Python, Windows e exigências do ofício

Atualmente tenho trabalhado no desenvolvimento de um software de Webmail que será acessado via Wap (Wireless Application Protocol) e para que eu possa testar o funcionamento deste sistema precisei passar uma temporada usando Windows.

Alguns devem saber que eu simplesmente detesto o Windows (e acreditem, não é porque é um software da Microsoft, não gosto porque simplesmente é um péssimo software) e para que o sofrimento não fosse muito grande, tratei logo de instalar alguns softwares do universo Opensource em minha máquina. Além desses instalei também o Cygwin que trouxe um ‘sopro’ de felicidade ao meu trabalho.

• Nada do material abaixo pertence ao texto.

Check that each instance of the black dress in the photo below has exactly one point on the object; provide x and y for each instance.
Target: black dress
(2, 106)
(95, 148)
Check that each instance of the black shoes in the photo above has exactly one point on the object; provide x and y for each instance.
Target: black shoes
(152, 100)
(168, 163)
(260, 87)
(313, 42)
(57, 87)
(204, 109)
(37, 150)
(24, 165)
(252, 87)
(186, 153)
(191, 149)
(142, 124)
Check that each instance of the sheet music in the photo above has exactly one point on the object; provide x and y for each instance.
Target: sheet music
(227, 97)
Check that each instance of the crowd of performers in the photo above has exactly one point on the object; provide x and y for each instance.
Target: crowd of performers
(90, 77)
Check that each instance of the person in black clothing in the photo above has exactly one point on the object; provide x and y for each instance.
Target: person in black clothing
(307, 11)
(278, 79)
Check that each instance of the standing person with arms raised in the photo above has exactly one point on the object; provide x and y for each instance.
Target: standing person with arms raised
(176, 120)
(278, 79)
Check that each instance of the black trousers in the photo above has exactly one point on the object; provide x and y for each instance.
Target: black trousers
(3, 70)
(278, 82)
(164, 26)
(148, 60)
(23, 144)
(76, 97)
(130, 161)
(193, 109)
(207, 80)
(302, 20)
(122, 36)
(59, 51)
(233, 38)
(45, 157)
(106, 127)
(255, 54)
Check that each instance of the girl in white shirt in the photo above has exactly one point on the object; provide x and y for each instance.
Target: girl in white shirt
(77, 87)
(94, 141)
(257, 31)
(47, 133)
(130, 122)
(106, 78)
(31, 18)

Mas voltando ao assunto Python (que é sobre o que se trata esse Blog) eu acabei por instalar o Python 2.2 para essa tarefa (o servidor que rodará a aplicação de Wapmail usa um RHEL que disponibiliza a versão 2.2 do Python e instalar uma mais nova seria ‘politicamente complicado’) e instalei também o Python 2.4 para ter uma versão mais bleeding edge do Python.

Como fiquei sabendo somente um tempo depois que na máquina que rodaria a aplicação tinha apenas o Python 2.2 acabei por desenvolver uma quantidade considerável de código em Python 2.4 e quando fui rodar no Python 2.2… caos! desordem! fim dos tempos!… tá, não foi tudo isso, mas a aplicação quebrou em vários lugares e aí eu, pela primeira vez, comecei a notar que nem todas as mudanças de comportamento das bibliotecas do Python estão corretamente anotadas na documentação oficial da linguagem.

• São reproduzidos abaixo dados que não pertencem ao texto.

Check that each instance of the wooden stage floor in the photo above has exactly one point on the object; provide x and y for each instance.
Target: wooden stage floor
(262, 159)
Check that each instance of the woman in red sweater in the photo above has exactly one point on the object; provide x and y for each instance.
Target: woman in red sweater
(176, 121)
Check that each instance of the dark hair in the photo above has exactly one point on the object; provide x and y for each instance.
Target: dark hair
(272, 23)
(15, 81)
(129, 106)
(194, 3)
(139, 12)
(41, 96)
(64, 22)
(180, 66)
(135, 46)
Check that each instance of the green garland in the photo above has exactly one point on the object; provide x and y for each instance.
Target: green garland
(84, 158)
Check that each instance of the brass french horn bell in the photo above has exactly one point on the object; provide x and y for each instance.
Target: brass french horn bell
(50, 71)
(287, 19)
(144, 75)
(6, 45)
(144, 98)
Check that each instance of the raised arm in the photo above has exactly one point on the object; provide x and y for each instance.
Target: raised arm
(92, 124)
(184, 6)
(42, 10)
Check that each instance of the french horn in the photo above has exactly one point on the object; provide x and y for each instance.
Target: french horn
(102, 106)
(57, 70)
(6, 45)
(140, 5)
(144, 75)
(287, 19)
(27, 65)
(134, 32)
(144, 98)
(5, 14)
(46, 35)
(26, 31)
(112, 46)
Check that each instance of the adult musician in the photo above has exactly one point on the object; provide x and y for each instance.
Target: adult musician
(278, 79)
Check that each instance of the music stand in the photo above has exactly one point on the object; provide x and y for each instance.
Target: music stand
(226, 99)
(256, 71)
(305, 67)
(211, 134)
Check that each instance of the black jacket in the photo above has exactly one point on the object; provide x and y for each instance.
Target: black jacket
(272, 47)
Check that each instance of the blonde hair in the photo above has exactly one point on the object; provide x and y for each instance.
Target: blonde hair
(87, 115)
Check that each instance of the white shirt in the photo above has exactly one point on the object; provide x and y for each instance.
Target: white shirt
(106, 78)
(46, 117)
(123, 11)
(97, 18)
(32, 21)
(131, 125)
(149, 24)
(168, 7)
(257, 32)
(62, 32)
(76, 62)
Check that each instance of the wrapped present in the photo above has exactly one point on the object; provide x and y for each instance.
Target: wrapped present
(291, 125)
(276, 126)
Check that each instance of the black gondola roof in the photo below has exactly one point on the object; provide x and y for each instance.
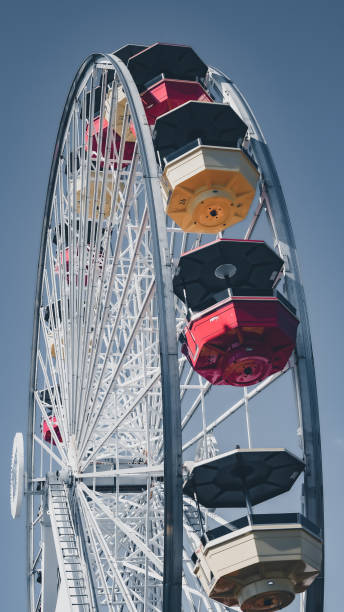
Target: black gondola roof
(220, 482)
(214, 124)
(247, 267)
(174, 61)
(124, 53)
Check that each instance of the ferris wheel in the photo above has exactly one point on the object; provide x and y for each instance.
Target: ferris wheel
(172, 377)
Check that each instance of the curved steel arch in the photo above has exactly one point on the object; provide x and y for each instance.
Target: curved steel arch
(304, 373)
(173, 544)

Trabalhar com versões diferentes de uma mesma linguagem sempre traz transtornos para o desenvolvedor (não importa a linguagem… já tive problemas do mesmo tipo com Java mas a solução demorou mais) e por isso fica registrada a dica aqui: verifiquem qual versão do Python e das bibliotecas que você vai usar antes de começar a desenvolver.

Antes desse projeto estava trabalhando em um outro que envolvia fazer integração de Python com o Internet Explorer e com o Microsoft Word. Para essa tarefa a única alternativa existente são os módulos para Win32 do Mark Hammond.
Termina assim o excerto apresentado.